1. A Good Source of Polyphenols
Polyphenol is an antioxidant compound that can protect the body from diverse harmful diseases such as heart diseases, cancer, and even shield you from UV rays. Lentils benefits are numerous as it is one of the subjects for research in different parts of the world. A study conducted with animals results in decreased blood sugar levels related to its polyphenol content. Unlike other vegetables, lentils managed to retain most of its nutrients content even right after cooking.
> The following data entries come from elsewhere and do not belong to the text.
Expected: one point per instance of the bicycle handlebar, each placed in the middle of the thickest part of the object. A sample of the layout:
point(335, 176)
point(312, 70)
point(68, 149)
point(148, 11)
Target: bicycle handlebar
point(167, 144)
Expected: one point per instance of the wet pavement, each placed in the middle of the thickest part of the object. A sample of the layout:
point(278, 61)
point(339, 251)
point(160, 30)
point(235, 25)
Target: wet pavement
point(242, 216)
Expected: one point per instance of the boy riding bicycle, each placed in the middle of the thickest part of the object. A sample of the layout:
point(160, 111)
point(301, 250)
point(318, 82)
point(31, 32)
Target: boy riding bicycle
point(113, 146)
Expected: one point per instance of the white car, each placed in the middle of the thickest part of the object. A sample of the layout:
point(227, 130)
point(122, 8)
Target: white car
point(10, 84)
2. Lentils Contain Proteins
Lentils are legumes, which is why it is a good source of protein, especially for those in vegetarians and vegan diets. A cup of cooked lentils can offer 18 gm of protein. This veggie is beneficial for people who avoid eating meat. A human can’t thrive without protein in the diet, so lentils good for you if you choose this type of diet.
3. Great Source of Iron
Lack of iron will slows down the blood flow in the body. By eating a cup of lentils a day can give you 6.6 mg of much-needed iron. A decrease in blood flow will also hamper the supply of oxygen in different parts of the body, especially in the brain. Health benefits of lentils are vital for overall health.
4. Lentils are Fiber Rich
Nutritionists and Dieticians always promote fiber’s importance in the diet, especially for a healthy digestive system and weight management. A cup of it will provide you with 15.6 gm of fiber, which is more than a cup of other raw vegetables. Lentils benefit patients with diabetes, heart disease, and for individuals who want to lose weight.
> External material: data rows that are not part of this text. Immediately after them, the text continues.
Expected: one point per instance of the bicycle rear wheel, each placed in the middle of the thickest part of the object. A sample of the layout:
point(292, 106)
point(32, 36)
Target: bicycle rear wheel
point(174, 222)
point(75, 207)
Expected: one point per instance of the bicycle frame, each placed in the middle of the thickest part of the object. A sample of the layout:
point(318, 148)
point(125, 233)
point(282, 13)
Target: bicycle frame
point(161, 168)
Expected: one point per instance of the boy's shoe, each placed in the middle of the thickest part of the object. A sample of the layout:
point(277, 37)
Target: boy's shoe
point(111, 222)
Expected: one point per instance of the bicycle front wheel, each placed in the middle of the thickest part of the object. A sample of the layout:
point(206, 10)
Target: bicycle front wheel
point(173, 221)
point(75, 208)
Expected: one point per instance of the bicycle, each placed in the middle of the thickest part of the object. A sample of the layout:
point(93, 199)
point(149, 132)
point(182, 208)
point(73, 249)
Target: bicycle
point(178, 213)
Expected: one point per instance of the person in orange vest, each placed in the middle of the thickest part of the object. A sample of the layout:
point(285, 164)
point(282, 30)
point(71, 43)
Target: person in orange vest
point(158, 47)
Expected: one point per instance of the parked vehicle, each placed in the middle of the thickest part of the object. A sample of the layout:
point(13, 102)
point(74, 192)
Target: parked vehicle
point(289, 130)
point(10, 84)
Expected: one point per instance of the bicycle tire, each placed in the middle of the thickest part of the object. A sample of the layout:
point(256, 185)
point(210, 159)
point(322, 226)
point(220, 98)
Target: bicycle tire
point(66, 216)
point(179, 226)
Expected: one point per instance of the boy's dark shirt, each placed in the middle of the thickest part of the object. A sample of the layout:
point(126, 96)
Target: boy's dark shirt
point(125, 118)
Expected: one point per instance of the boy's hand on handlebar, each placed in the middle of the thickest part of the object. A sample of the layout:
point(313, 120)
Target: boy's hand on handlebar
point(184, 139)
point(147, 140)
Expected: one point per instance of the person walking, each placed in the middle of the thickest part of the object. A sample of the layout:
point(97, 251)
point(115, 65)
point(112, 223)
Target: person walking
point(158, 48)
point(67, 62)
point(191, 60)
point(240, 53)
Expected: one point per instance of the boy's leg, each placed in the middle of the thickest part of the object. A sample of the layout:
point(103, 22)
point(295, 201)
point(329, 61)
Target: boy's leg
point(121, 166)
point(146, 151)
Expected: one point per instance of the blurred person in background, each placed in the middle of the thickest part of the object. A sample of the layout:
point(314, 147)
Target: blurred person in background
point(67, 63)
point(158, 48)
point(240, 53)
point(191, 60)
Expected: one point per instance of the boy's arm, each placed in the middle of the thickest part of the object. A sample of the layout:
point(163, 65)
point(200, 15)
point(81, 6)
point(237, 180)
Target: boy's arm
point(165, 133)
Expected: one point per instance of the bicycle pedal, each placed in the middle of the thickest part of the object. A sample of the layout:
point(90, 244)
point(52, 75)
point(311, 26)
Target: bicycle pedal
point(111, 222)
5. Lentils for Healthy Bones
Lentils can supply the body with 38 gm of calcium in a cup. This veggie is a good amount of calcium for people who are in a vegetarian and vegan diet. For the elderly, legumes might not be a good option for daily diet because of its uric acid content that is not good for older people with gout. However, lentils nutrition is a consideration to give it a try at least once or twice a week in your diet.
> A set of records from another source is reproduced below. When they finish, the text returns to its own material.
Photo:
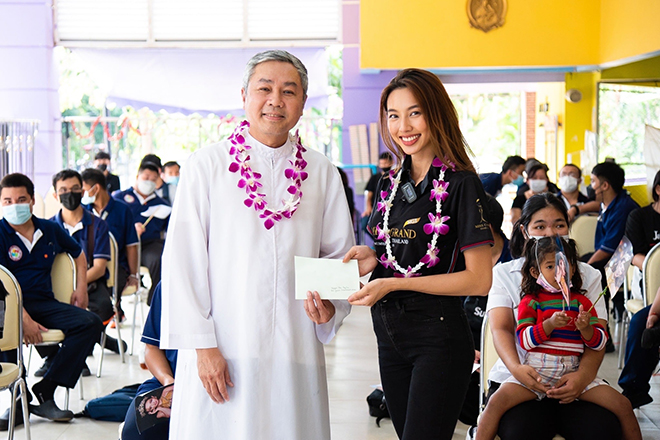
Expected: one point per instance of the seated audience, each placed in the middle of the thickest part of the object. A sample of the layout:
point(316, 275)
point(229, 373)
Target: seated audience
point(643, 230)
point(555, 333)
point(162, 364)
point(150, 222)
point(570, 177)
point(475, 307)
point(102, 163)
point(543, 215)
point(512, 170)
point(121, 223)
point(538, 183)
point(28, 246)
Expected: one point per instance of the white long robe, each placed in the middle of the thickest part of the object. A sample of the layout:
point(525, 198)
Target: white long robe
point(229, 283)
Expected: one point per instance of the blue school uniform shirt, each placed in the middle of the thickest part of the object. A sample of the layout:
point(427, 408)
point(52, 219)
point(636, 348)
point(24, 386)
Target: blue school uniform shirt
point(156, 225)
point(32, 268)
point(119, 218)
point(612, 222)
point(492, 183)
point(101, 247)
point(151, 330)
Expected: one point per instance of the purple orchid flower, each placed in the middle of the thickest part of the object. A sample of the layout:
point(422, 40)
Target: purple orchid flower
point(386, 262)
point(437, 224)
point(431, 258)
point(439, 191)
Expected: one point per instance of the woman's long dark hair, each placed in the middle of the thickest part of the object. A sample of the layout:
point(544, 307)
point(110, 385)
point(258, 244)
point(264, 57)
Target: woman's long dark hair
point(439, 112)
point(535, 252)
point(533, 205)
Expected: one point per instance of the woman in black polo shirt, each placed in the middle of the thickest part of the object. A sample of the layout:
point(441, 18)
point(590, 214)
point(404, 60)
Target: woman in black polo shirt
point(429, 228)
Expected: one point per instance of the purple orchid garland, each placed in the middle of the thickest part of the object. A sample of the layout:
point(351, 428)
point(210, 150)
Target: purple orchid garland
point(437, 225)
point(250, 179)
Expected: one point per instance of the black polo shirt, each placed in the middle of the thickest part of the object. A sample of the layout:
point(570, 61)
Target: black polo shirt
point(468, 224)
point(643, 229)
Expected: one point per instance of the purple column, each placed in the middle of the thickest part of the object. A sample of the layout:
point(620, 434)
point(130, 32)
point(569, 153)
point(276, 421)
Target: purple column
point(29, 79)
6. Lentils for Pregnant Women
Folic acid is not common in the diet, but pregnant women need to take a folic supplement to get their needed supply of this vital nutrient during pregnancy. Lacking it in the diet can lead to congenital disabilities. Folic acid is not only for pregnant but lentils good for you for healthy hair growth.
7. Lentils Side Effects
It is good to become aware that lentils have anti-nutrients compounds that may inhibit the proper absorption of some nutrients in the body. If you want a lesser effect of lentils to other nutrients, you can try to soak it overnight and throw the water before cooking.